Let us look at what the provision is all about. The section states :

91. Summons to produce document or other thing.

Whenever any Court or any officer in charge of a police station considers that the production of any document or other thing is necessary or desirable for the purposes of any investigation, inquiry, trial or other proceeding under this Code by or before such Court or officer, such Court may issue a summons, or such officer a written order, to the person in whose possession or power such document or thing is believed to be, requiring him to attend and produce it, or to produce it, at the time and place stated in the summons or order.

(2) Any person required under this section merely to produce a document or other thing shall be deemed to have complied with the requisition if he causes such document or thing to be produced instead of attending personally to produce the same.

In short, the provision gives the powers to a court or a police officer in charge of a police station to ask for production of any document for the purpose of investigation.
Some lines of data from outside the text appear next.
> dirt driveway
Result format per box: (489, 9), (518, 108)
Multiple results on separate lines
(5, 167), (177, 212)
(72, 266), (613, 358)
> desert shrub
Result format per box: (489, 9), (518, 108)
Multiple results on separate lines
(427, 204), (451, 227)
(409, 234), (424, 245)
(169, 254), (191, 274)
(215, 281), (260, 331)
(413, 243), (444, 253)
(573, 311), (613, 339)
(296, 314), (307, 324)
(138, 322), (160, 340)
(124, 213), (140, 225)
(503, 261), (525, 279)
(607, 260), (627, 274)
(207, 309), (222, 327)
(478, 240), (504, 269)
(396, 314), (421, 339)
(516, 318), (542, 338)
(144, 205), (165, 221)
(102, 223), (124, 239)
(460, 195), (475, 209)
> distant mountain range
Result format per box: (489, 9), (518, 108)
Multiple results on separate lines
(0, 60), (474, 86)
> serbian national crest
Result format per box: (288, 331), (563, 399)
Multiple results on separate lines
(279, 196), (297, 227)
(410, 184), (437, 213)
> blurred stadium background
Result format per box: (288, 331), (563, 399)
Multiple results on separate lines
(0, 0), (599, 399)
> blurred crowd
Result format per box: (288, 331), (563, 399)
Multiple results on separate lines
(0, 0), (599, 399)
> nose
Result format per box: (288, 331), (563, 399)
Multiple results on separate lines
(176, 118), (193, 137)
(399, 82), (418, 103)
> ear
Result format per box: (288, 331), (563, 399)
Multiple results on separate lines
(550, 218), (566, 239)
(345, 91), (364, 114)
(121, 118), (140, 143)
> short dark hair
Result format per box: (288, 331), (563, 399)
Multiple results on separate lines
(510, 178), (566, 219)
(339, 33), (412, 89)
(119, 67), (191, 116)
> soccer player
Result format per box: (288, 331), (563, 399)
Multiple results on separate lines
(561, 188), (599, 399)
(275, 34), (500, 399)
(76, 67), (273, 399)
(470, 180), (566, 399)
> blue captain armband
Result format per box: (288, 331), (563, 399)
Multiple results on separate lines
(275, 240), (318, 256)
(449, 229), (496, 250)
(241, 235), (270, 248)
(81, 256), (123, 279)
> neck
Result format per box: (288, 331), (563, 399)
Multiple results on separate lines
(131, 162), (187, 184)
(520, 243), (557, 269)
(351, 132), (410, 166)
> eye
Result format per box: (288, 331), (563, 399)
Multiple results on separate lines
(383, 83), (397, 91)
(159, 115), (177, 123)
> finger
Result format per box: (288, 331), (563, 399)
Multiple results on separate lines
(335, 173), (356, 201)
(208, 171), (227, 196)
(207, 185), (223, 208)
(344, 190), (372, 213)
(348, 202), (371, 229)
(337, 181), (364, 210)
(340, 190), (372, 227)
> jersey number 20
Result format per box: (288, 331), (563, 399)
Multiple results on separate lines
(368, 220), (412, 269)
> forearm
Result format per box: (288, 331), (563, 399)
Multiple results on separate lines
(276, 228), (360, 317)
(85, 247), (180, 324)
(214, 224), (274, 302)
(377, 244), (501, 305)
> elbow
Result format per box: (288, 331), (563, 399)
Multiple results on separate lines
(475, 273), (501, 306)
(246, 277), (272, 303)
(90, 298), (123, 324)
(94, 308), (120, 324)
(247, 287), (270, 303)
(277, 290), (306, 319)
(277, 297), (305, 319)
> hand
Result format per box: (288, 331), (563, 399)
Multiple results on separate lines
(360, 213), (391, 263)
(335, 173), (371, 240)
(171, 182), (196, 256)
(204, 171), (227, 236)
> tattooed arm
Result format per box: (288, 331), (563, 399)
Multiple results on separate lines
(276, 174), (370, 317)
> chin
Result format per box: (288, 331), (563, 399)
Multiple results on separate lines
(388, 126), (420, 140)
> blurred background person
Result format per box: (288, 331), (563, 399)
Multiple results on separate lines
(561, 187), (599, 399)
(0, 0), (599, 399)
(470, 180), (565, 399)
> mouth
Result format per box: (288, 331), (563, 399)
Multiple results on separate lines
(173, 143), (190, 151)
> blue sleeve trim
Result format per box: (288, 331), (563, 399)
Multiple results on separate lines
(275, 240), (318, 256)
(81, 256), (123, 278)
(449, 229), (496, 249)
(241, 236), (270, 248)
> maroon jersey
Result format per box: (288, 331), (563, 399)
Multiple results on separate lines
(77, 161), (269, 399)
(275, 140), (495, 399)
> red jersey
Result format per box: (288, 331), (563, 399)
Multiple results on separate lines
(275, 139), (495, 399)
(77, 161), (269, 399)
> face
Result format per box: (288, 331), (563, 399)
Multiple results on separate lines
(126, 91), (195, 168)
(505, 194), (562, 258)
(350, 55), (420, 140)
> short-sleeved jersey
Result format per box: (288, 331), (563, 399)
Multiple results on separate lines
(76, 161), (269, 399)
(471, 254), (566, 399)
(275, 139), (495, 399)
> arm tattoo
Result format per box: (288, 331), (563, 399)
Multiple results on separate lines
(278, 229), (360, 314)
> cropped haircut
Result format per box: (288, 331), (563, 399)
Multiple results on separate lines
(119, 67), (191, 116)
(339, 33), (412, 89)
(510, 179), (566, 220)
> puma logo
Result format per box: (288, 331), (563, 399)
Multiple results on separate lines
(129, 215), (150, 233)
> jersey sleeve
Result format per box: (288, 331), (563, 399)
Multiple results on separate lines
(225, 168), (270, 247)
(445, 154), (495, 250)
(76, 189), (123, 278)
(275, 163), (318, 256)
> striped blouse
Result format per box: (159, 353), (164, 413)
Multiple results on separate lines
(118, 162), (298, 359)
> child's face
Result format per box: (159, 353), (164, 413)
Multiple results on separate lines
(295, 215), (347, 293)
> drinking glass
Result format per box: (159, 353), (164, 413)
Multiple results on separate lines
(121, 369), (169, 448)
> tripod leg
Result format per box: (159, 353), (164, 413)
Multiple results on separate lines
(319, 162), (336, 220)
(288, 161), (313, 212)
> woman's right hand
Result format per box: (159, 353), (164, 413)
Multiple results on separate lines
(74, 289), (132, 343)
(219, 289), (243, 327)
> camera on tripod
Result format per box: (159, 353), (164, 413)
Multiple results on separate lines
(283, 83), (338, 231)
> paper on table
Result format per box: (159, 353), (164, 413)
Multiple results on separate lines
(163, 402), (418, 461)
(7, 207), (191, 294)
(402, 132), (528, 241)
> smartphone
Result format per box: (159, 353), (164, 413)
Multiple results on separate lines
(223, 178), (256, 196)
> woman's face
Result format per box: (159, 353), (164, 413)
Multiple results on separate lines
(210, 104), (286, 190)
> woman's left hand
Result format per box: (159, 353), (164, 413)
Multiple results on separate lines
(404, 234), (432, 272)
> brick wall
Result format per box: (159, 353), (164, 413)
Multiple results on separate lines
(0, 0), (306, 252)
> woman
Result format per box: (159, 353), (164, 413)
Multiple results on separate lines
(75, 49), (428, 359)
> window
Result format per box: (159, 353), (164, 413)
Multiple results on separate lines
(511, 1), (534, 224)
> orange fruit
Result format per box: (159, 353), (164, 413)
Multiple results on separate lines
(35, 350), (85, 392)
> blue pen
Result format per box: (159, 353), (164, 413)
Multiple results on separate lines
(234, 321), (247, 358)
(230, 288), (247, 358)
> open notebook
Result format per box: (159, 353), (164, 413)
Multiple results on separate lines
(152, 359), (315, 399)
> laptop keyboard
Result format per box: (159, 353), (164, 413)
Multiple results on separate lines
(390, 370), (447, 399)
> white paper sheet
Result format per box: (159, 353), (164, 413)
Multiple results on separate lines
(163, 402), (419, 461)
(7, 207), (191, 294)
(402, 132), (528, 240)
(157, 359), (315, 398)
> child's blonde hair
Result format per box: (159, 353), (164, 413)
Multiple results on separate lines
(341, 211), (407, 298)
Now, let us examine the powers or the lack of it of an officer in charge of a police station under this section in the case of online content:

Deletion/blocking of content – The provision only enables the police officer to conduct an investigation and can by no stretch of imagination be used as a censorship tool to delete or block content. Even in the case of books or newspapers or other documents, the State Government will have to notify an order forfeiting such book or newspaper and only based on such an order can a police officer seize such publications as per Section 95 of the CrPC. This cannot be done under S.91 of CrPC. The means by which a direction can be issued to block content is under S.69A of the Information Technology Act, 2000 as per procedures laid down under Information Technology (Procedures and safeguards for blocking for access of Information by Public) Rules, 2009 or by an order from a competent court.

Investigation in the case of non-cognizable offences – Defamation is an example of a non-cognizable offence. As per Section 155 (2) of the Code of Criminal procedure, in the case of a non-cognizable offence, a police officer cannot conduct an investigation without obtaining permission from a Magistrate Court. However, it is often seen, as in the case of the instance cited earlier, that the police proceed with the investigation irrespective of the nature of the offence. The Hon’ble Supreme Court has held in State of Haryana v/s Bhajan Lal, 1992 Supp (1) SCC 33 that criminal proceedings can be quashed under Section 482 of CrPC on the ground that where the allegations in the FIR do not constitute a cognizable offence but constitute only a non-cognizable offence, no investigation is permitted by a police officer without an order of a Magistrate. Thus, investigation of a defamation case under Section 91 of CrPC is illegal and is not permissible.

Demanding information from the accused – Article 20 (3) of the Constitution of India provides citizens the right against self-incrimination, or a right against testimony that would be against his interest in a case. The Hon’ble Supreme Court has held in State Of Gujarat V. Shyamlal Mohanlal Choksi (196 5 M.L.J. (Crl.) 417) that section 94 of the Criminal Procedure Code (old Code and presently Section 91) on its true construction does not apply to an accused person. Thus, S.91 of Cr.PC cannot be used by the police for asking information from an accused in an online defamation case.

An online portal or a user on receiving a a notice under Section 91 CrPC should try to understand the nature of the offence alleged. Many a times the notice might only mention the Sections of the Indian Penal Code or the Information Technology Act and it will be better to do a quick search on the Internet (You could refer http://indiacode.nic.in/ or http://www.indiankanoon.org) to get an idea of the relevant provisions. It is essential to submit a response to the notice received. It is better to consult a lawyer to get an opinion on the notice and to draft a response to ensure that you don’t end up over-complying with the requests in the notice.

Disclaimer: This blog post does not constitute legal advice and sflc.in cannot be held liable for any action that you choose to take based on this.